When working with fractions, knowing how to add or subtract them is essential, especially when they have the same denominator. Just like in the exercise, when fractions have the same denominator, such as \( \frac{3y^2 - 1}{3y^3} \) and \( \frac{6y^2 - 1}{3y^3} \), you can streamline the process:

• First, keep the common denominator and focus on the numerators.
• Subtract the numerators: \((3y^2 - 1) - (6y^2 - 1)\).
• Be mindful of negative signs—subtracting a positive becomes adding a negative.

Once you've subtracted, you get a new expression for the numerator, which in this case simplifies to \(-3y^2\). Finally, plug this back over the common denominator.

Simplifying rational expressions involves breaking down the fractions to their simplest form. After performing the subtraction in the previous step, you often have both numerators and denominators that can be simplified:

• Write out the fraction with the new numerator: \(\frac{-3y^2}{3y^3}\).
• Factor out common terms in both the numerator and the denominator. Here, both can be divided by \(3y^2\).
• Perform the division: \(-3y^2 \div 3y^2 = -1\), and \(3y^3 \div 3y^2 = y\).

You end up with \(-\frac{1}{y}\). A well-simplified expression makes it easier to understand and use in further calculations.
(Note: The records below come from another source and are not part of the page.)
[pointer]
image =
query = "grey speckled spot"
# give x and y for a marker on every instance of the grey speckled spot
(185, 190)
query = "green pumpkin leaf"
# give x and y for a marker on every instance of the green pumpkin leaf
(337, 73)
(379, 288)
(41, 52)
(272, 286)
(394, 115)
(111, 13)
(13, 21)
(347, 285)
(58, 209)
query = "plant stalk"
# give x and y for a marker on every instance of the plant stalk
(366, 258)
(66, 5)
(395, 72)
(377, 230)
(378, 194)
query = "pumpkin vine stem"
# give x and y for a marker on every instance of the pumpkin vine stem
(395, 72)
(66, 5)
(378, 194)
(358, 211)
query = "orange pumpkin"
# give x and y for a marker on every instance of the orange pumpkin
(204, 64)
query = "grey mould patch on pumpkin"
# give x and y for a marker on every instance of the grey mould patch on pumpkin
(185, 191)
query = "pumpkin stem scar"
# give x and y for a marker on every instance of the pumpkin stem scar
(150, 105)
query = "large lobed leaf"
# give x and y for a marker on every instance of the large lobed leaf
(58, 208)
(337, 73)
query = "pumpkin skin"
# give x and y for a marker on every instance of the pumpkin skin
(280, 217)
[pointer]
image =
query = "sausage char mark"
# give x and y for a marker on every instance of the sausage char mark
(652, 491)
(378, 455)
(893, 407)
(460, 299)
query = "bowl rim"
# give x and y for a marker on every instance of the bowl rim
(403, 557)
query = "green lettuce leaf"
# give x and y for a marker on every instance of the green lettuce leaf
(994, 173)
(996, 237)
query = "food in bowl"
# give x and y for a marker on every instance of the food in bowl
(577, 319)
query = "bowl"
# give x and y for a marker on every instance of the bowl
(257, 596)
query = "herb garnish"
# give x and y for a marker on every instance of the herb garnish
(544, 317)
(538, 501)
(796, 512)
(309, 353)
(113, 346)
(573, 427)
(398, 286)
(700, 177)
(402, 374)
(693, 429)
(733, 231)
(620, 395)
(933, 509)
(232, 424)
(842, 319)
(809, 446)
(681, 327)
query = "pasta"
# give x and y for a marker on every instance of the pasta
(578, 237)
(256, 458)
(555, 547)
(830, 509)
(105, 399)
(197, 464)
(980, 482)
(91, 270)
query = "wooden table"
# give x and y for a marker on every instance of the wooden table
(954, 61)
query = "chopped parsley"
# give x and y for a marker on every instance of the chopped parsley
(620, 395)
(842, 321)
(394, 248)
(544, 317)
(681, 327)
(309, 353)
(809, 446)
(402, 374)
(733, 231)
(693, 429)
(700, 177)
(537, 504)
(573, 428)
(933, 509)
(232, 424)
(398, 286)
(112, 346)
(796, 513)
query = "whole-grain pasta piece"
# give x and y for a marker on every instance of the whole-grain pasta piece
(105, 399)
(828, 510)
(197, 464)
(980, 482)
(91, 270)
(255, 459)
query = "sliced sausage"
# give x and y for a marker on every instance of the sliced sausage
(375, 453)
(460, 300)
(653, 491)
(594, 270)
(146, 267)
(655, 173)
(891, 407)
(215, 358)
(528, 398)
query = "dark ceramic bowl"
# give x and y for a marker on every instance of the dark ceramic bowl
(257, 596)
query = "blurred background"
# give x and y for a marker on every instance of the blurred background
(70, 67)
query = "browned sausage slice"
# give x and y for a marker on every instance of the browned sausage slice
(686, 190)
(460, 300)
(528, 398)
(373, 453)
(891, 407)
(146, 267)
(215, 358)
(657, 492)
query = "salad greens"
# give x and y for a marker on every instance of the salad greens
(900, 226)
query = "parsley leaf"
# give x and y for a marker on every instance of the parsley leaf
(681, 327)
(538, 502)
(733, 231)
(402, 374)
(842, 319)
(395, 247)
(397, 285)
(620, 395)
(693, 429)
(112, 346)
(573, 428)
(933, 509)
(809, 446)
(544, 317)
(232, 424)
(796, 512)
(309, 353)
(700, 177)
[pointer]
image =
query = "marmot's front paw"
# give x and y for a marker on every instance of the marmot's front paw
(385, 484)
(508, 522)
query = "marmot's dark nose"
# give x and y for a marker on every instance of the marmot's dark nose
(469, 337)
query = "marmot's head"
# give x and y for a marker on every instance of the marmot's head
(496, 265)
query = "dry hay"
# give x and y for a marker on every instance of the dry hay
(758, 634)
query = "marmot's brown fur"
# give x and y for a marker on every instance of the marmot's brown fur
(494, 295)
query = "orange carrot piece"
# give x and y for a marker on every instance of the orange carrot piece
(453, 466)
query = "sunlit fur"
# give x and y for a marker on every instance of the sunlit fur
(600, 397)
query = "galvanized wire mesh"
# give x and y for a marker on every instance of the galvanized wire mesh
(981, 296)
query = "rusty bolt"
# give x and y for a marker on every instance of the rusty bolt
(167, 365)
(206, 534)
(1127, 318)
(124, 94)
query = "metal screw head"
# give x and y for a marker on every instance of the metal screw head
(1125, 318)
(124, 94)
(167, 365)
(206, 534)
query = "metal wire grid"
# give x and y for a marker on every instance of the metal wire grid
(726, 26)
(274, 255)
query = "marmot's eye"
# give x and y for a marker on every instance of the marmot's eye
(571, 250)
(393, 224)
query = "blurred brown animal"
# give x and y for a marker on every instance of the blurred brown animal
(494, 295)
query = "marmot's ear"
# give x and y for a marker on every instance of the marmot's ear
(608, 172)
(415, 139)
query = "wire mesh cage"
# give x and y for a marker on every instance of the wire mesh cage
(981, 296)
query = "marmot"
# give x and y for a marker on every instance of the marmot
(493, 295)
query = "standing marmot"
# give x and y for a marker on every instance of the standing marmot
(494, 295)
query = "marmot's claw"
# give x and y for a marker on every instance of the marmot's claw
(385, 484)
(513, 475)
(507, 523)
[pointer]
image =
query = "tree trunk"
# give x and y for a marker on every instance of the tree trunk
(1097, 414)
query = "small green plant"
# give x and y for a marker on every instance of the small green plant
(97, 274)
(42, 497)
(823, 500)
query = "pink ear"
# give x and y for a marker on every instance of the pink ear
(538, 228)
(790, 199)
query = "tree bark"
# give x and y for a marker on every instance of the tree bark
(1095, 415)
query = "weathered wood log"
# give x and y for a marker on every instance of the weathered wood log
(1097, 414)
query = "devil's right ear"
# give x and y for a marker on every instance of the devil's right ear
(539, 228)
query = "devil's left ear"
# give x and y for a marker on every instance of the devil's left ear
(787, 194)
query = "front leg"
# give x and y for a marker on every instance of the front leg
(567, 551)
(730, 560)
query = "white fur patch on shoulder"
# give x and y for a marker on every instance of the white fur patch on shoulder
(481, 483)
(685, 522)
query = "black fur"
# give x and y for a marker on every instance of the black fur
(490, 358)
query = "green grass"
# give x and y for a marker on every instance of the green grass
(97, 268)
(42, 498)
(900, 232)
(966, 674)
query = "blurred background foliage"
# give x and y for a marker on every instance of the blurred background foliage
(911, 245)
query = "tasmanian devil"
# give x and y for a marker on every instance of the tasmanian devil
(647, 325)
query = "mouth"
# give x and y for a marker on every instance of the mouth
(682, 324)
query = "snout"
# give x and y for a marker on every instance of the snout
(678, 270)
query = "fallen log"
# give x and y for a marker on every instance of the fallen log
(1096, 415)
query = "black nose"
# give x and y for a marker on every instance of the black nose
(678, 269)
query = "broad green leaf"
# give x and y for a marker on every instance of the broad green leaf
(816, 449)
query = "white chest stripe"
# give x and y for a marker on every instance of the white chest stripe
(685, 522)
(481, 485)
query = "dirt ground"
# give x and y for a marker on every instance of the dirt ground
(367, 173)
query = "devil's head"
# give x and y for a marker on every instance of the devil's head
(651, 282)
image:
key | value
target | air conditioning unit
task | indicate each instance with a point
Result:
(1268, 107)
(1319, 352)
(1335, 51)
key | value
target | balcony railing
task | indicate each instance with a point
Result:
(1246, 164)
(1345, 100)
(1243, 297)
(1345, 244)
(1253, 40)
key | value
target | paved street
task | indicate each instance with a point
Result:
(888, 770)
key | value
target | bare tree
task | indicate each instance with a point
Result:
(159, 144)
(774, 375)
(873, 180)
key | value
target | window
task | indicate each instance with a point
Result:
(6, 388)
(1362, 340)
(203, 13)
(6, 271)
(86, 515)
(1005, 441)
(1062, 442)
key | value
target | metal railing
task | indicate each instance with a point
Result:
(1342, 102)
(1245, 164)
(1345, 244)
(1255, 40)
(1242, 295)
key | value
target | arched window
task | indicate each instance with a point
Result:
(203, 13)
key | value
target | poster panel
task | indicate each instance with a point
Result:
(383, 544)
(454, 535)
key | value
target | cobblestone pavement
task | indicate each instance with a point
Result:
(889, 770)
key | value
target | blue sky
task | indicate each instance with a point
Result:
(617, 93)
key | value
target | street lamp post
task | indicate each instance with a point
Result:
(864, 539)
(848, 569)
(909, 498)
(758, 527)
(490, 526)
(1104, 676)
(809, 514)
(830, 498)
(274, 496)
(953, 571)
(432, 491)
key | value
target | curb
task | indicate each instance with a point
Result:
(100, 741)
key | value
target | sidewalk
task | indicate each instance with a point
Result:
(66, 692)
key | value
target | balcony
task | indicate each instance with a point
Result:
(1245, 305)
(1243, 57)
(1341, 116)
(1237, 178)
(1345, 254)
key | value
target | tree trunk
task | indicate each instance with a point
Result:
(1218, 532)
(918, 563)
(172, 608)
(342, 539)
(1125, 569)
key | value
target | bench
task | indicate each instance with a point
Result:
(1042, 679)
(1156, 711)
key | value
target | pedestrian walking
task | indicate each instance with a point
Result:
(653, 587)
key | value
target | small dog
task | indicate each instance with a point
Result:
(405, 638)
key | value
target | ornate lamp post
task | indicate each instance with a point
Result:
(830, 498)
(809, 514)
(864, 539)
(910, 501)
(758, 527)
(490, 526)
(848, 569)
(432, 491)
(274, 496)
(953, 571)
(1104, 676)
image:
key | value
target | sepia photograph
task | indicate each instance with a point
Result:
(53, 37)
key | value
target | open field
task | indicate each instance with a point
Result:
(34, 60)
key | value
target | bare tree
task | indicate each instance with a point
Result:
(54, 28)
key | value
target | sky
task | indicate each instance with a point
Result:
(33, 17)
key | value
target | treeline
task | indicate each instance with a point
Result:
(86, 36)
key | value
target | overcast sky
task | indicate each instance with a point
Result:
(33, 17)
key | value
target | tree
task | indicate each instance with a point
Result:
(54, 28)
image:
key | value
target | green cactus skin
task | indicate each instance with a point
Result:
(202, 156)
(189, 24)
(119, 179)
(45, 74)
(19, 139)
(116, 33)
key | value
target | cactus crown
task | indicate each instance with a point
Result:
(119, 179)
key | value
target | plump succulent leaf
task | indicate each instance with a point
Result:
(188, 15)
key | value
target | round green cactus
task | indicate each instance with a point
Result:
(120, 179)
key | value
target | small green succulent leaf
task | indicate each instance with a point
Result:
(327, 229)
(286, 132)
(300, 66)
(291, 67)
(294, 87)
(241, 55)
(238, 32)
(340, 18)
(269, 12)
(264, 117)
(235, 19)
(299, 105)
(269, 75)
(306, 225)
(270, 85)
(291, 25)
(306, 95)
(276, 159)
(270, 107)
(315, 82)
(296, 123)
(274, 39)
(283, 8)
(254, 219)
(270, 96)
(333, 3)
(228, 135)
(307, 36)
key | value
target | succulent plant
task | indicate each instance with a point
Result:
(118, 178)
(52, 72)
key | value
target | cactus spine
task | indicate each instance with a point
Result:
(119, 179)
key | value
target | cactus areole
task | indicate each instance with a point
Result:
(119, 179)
Polynomials are expressions consisting of variables and coefficients, involving operations of addition, subtraction, and multiplication.
For example, \(3y^2 - 1\) and \(6y^2 - 1\) are both polynomials. When dealing with these, it's important to:

• Identify like terms to simplify expressions.
• Be cautious with operations, especially to avoid mistakes with subtraction.
• Factor polynomials when possible to ease both simplification and solving.

Understanding polynomials is crucial, as they form the basis of many algebraic structures and processes. Each term in a polynomial is separated by either a plus (+) or a minus (-) sign, making them both versatile and powerful in algebra.